Monday, February 28, 2011

Extremely Loud & Incredibly Close

The first book of our Rekindled Book Club was 'Extremely Loud & Incredibly Close' by Jonathan Safran Foer. Since we're just starting this book club blog, and there really is no protocol, I invite all the readers & authors to start topics and discussions for this book as separate posts -- and people can respond with comments in reply to a post, or start up a new discussion point as a separate post itself. Blogger can be a little frustrating to maneuver through, so let me know if you're lost and/or confused (Momma).

I think it might be good if we each gave the book a rating, out of 5 stars, to give a simple understanding of how much we liked (or disliked) a book.

Here are some discussion questions I found online about the book ... I don't particularly want to discuss all of them (I've given brief comments in italics), but here they are:

1. Talk about Oskar—an unusually precious child. Do you find him sympathetic or annoying? Or both?
Sympathetic, but very unrealistic. I would have thought he was at least 12-13 years old based on how mature his thought processes were. 

2. For Shakespeare buffs: Oskar "plays Yorick" (the long dead jester whose skull Hamlet holds in his hand!) in a school production. What is the significance of that role? (See Hamlet: Act V, Scene I, Line 188).
I'm sorry, I have no idea what this question is about. 

3. Jonathan Safran Foer has said that he writes about characters and their miscommunications: some characters think they're saying a lot but say nothing; others say nothing but end up saying a lot. Which characters fall into which category in Extremely Loud? What might Foer be saying about our ability to communicate deep-seated emotions?
This question is too deep for me, but I'd be interested if any of you have thoughts on this as a subject.

4. Some critics have wondered where Oskar's mother is and how the child is left alone to wander the streets of New York alone at night. Is that a relevant comment? Do you see this book as a work of realism (in which case the mother's role would matter) ... or as more of a fable, on the order, say, of Life of Pi? If the latter, what is Extremely Loud a fable of? (Like Pi, Oskar seems to be a quester—but of what?)
I find it an insult to compare this book to 'Life of Pi,' which I think is one of the best books ever. Yes, it's totally unrealistic what this 9 year old has set out to do, all on his own. It's some consolation in the end (spoiler alert!) when you realize that the mother had warned all those people that he would be arriving, but even so.

5. Do you find the illustratrions, sribblings, over-written texts, etc. a meaningful, integral part of the work? Or do you find them distracting and gimmicky? Why are they there?
I was wondering if the Kindle readers saw the illustrations and random crossed out text, etc. I honestly didn't understand the significance of it -- can someone explain it to me? 

6. How do both main plot and subplot (Oskar's grandfather and the bombing of Dresden) interweave with one another?
I have no idea. I feel like I'm in a college lit class, I don't like the feeling. 

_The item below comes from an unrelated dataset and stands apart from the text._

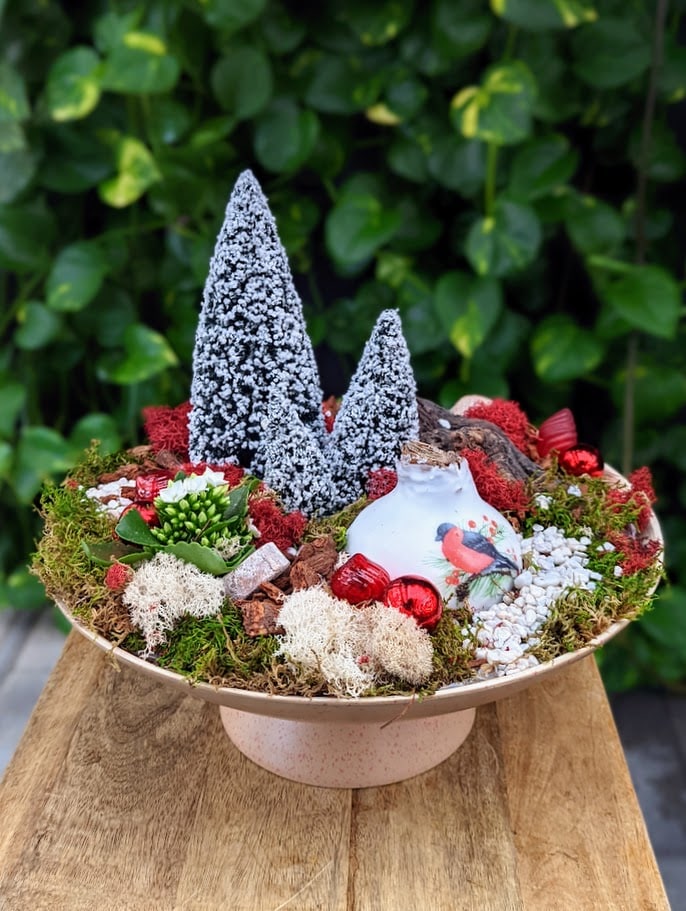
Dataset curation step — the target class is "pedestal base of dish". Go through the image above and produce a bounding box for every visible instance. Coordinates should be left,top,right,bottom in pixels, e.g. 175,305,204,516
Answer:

Overall, I would give this book a 2.5 stars out of 5. I really didn't like it. While Oscar's story was interesting in the opening, I started getting irritated by the side plot of the grandfather who didn't talk (what was the point of that??), and after Oscar visiting about 4 homes, I couldn't care less, and didn't see the point of it. The opening was good, the ending wasn't bad, the middle was boring. I wouldn't recommend this book to others, or even the author for that matter.

Would love to hear what you all thought.

-- Antara B.


  1. I have to read this book for summer reading and answer questions similar to these. I have answered all of the question except for the last part of question 3. I don't know why, but I just can't answer it. I am having a lot of trouble. I know you said that question was too deep for you, but I am still interested in knowing what you think, Antara, because I have no idea.

  2. Hi Julia ... Priti never properly introduced you to the book club, so your comment took us all a bit by surprise :-)
    What did you think of the book overall? I actually HATED it (in case you didn't gather that already from my comments). And I don't really know at all what the author means about some people talking a lot and saying very little and others not talking and saying a lot more. I'm guessing the old guy who befriends the kid (with the nails in the headboard) would be an example of one of these, and of course the grandfather who stopped talking (freakin idiot ... sorry, I'm getting angry at this book again). I don't know who else they might be referring to in this question?